Because we find reversible error in the trial court's allowing Bennett to introduce medical expenses unrelated to her chest pains, we note that single verdicts as a general rule may not be divided. However, this court has adopted and applied an exception to this rule, that is, when the only error relates to a separable item of damages, a new trial can sometimes be avoided by the entry of a remittitur. Martin v. Rieger, 289 Ark. 292, 711 S.W.2d 776 (1986); Swenson v. Hampton, 244 Ark. 104, 424 S.W.2d 165 (1968). Of course, we have no assurance what damages the jury actually considered when rendering its verdict. Nevertheless, the judge incorrectly admitted evidence bearing on the element of medical expenses that are clearly separable damages in the amount of $8,281.24. Therefore, if Mrs. Bennett remits $8,281.24 within seventeen judicial days, we will affirm; if not, this cause will be directed for a new trial on damages.

Wheeler finally contends the jury's award of damages is both unsupported by the evidence and was the result of passion or prejudice. We disagree. In each case we must study the proof, viewing it most favorably to the appellee, and decide the difficult question of whether the verdict is so great as to shock our conscience or to demonstrate passion or prejudice on the part of the trier of fact. Matthews v. Rodgers, 279 Ark. 328, 651 S.W.2d 453 (1983); Warhurst v. White, 310 Ark. 546, 838 S.W.2d 350 (1992). In determining whether the amount of damages is so great as to shock the conscience, the appellate court considers such elements as past and future medical expenses, permanent injury, loss of earning capacity, scars resulting in disfigurement, and pain, suffering and mental anguish. Bill Davis Trucking, Inc. v. Prysock, 301 Ark. 387, 784 S.W.2d 755 (1990).
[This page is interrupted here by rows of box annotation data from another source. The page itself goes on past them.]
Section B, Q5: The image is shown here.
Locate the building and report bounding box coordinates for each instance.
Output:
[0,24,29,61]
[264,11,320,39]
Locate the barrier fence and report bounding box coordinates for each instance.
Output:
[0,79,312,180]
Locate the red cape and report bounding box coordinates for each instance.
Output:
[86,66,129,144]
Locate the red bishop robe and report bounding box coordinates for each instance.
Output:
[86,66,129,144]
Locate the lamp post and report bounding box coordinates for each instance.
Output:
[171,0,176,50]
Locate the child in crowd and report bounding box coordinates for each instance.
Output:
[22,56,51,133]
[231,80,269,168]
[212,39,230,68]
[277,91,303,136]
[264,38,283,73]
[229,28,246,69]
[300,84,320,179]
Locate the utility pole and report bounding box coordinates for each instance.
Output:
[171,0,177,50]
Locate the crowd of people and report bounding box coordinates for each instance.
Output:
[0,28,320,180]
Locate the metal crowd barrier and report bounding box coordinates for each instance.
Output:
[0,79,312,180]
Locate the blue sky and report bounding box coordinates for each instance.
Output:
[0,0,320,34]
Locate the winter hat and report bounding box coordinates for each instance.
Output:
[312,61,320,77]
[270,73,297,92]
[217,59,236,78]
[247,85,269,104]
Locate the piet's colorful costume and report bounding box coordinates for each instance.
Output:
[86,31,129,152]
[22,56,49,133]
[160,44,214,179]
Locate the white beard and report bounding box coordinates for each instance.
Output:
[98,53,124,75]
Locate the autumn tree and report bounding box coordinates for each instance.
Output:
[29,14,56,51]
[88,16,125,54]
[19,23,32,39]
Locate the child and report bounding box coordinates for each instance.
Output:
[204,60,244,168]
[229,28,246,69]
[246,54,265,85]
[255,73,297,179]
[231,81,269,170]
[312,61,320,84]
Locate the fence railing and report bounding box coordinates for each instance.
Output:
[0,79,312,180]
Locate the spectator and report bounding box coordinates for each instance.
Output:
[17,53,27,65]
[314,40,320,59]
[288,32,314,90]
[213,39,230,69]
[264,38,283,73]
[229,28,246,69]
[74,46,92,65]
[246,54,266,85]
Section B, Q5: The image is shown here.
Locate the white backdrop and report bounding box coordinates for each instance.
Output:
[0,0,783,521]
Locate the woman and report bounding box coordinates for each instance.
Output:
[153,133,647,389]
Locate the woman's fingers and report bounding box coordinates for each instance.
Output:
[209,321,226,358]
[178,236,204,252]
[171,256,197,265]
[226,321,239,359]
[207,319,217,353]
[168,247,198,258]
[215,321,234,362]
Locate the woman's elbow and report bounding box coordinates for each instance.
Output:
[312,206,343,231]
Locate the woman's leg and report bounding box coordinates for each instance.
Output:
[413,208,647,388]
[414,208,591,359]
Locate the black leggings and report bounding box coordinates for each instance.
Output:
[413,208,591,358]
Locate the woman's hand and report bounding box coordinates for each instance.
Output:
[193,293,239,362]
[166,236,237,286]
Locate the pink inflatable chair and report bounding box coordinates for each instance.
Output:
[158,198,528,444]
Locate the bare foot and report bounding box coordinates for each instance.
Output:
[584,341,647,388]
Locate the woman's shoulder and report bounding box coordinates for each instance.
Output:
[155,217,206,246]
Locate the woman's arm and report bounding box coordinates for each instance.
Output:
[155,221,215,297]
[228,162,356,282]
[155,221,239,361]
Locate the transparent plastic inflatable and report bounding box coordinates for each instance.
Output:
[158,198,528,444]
As discussed above, we concluded that Bennett's injuries were indeed submissible as "permanent," and Bennett's evidence on the single element of loss of earning capacity alone was estimated at $197,600. Accordingly, we find no merit in this contention.

Affirmed on condition of remittitur.

HAYS, J., dissents.

HAYS, Justice, dissenting.

I disagree that it was proper for the trial court to direct a verdict for the plaintiff on the issue of liability. The plaintiff had the burden of proving negligence, proximate cause and damages and the jury could have disbelieved her proof on any or all of those issues.